You tell me father - what can we do now we've sunk so low - that even our natural allies have given up the ghost and don't want to know ?

Do we fight with every spiritual, moral, pastoral and physical weapon we have at hand to defend Holy Mother church and inspire those in office to take arms against this sea of troubles and support the successor to peter and the mystical body of christ in which they are consecrated sacrifical priests ?

Or do we persist in saying 'something must be done!' and wait for someone else to do something ?

You tell me?

Tom said...

Fr Finigan provided a link to the e-mail address for the Holy Father and encouraged people to send a message of prayer and support.
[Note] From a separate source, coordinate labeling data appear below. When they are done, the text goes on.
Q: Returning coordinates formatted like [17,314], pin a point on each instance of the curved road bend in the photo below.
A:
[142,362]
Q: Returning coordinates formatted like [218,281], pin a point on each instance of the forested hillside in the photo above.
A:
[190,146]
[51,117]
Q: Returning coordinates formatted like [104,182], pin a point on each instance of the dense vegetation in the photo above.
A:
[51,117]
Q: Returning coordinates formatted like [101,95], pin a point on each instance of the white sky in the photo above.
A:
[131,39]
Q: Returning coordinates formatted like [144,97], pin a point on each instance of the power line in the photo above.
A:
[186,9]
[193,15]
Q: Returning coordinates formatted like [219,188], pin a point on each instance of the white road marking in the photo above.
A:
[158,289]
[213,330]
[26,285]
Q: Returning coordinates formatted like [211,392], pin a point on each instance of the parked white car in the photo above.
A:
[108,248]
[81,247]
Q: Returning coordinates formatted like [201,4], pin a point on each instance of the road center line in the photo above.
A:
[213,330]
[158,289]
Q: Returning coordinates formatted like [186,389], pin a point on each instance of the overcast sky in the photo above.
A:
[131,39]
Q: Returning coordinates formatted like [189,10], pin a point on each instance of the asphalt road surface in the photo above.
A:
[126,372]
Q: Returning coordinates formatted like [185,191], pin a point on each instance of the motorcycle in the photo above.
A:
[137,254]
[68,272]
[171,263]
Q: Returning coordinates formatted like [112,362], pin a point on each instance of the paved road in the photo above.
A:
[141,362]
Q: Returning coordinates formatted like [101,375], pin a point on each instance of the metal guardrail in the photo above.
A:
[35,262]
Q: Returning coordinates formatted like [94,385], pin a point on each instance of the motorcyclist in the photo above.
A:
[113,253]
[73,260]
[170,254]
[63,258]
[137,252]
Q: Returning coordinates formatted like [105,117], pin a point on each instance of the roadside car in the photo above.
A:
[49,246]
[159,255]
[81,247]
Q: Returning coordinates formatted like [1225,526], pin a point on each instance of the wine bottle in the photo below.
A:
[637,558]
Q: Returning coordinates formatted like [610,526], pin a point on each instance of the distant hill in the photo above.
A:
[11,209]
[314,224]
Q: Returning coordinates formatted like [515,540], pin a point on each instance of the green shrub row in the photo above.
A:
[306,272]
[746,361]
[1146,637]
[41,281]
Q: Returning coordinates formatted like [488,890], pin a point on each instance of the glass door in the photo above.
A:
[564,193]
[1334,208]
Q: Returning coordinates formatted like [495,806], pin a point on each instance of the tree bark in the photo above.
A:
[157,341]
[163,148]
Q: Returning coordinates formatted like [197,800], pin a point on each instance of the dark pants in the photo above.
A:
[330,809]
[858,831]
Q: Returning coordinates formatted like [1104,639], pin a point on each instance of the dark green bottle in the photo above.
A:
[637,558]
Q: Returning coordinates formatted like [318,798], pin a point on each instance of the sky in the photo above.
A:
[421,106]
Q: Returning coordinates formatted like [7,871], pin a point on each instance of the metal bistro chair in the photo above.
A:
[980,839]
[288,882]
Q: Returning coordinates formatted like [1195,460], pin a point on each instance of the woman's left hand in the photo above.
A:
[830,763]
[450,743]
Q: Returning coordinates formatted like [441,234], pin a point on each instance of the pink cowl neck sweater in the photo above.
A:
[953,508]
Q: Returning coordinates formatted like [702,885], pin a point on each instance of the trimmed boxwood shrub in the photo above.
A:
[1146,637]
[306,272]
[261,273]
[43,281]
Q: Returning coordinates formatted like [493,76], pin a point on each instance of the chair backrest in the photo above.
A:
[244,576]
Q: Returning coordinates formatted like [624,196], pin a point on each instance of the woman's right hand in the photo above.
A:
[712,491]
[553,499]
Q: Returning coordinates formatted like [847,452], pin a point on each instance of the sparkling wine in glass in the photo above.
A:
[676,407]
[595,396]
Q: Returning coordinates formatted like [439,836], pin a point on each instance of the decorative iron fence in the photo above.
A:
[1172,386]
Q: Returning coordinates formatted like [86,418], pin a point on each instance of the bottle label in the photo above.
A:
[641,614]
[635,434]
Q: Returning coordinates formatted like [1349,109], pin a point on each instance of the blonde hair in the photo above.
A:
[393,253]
Even if the Holy Father doesn't get to read it himself, hopefully someone is monitoring the e-mail address and can pass on to him the knowledge that people are supporting him. The address is:

benedictxvi@vatican.va

One might have hoped that our ecclesiastical leaders, in particular the successors of the apostles, would have publicly supported Peter, but unfortunately that hasn't happend and isn't likely to. They are leaving the pope to take the flack

One wonders sometimes which particular apostle some of them succeeded.

Meanwhile, a brief e-mail is at least something we leaderless lay-folk can do. God bless our courageous and loyal pope.

Fr Ray Blake said...

Shane, today is the first day it hasn't been part of a radio newsbroadcast.
There is balanced article Fr Tim reports.

Independent said...

Whatever one may think of the claims of the Papacy,and many Christians can not underwrite them in full, the Pope is the leader of Christendom and if he is such a man as the present one should be given all the support one can. A man of great learning, of intelligence, of obvious goodwill and good humour, it is shameful that he should lack support in his own communion. His recent treatment of the abuse issue has been a model of charity and compassion, and he cannot be faulted for his refusal to compromise with the religion of secularism. Long live the Pope!

Fr Ray Blake said...

Terry,
a bit strong, though you might be right.

Tom said...

OTSOTA - well put, couldn't agree more with your analysis.

In response to your question, we don't wait for something to be done. Rather we should do as you suggest: "...fight with every spiritual, moral, pastoral and physical weapon we have... "

But who will lead us? That's where priests like Fr Ray and Fr Tim come in. The rest of us need to mobilise to follow their lead.

Unknown said...

Father, yes sorry about that but it is something that I do feel upset about.

Sometimes, unpleasant though it may be, strong medicine is needed.

universal doctor said...

God Bless our Pope. We should pray for him in our parishes, every day, and in our schools. I certainly am.